What he meant was that in a traditional party atmosphere at home, everyone plays a part and takes turns to play, sing and dance. And of course, everyone is making merry as the evening wears on. In this environment, there is no separation between performer and audience. They have all come together as family and friends with the purpose of enjoying themselves and becoming involved. Furthermore, you do not have to be in a gypsy cave dwelling in Granada to feel the effects of Duende. A isolated hovel in Mongolia or a seedy bar in downtown Tokyo will do. If the magic is there, a mystical invocation will occur automatically without prompting and Duende is sure to make a special appearance .

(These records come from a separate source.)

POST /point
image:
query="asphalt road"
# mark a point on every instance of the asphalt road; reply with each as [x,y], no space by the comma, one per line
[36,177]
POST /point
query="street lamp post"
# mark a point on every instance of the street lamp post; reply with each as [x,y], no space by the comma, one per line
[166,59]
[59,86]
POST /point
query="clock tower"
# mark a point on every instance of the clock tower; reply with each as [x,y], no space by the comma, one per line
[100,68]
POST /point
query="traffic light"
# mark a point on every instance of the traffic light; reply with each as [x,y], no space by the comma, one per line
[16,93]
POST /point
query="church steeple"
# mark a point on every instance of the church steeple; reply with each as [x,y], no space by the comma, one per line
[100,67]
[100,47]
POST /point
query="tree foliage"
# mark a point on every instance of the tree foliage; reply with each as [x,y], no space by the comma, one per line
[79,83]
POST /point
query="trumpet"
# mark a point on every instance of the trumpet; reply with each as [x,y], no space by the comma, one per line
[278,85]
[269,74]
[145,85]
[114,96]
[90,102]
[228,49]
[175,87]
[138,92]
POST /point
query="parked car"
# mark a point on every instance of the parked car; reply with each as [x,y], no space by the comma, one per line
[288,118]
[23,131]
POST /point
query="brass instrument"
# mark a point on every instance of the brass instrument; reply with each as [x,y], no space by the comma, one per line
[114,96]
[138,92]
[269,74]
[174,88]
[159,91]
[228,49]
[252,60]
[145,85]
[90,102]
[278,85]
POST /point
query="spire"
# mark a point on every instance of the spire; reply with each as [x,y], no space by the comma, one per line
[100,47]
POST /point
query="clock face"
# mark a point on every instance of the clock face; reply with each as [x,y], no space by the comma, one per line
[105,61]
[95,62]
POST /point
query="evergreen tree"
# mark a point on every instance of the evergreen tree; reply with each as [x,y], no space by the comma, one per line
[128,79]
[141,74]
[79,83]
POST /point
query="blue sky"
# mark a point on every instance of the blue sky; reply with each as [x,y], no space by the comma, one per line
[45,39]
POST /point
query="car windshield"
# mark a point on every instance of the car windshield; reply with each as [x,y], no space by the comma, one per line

The heart doesn't understand ego or borders because these concepts are alien to it's "vocabulary". It doesn't think. It only understands and absorbs the right-brain "language" of feeling and this language is common to all. How's that for a piece of soggy tissue, New Age reasoning. You can disagree if you want but that's one way to look at it. Hands up those who are adventurous enough to travel a little further down that path? OK. Take three deeps breaths, turn inwards and let the color violet wash over you. Now I don't think the metaphysics of it can be adequately explained, but if you have a bent for such things, here goes. In a temporary state of trance, which is what Duende is, the soul consciousness temporarily leaves the body and visits it's timeless homeworld, taking you (your physical consciousness) with it. On your return seconds later, you will know and remember what real magic felt like and feel sad because it's gone now. Whatever Duende is or isn't, it remains an important, almost sacred element to those who feel passionately about flamenco.


Visitor Comments


29 July 2009

I think the word 'duende' is shrouded in mystery because people haven't a word for it in their own language. It's only an inspiration - a bullfighter can get the duende when he is really scared of a certain bull and go on to fight that bull brilliantly. The duende took many a horsemen into battle - it's a very powerful feeling. Unfortunately,the nearest some ever get to experiencing it are those who take drugs to get 'high'. I'm sure President Obama has duende.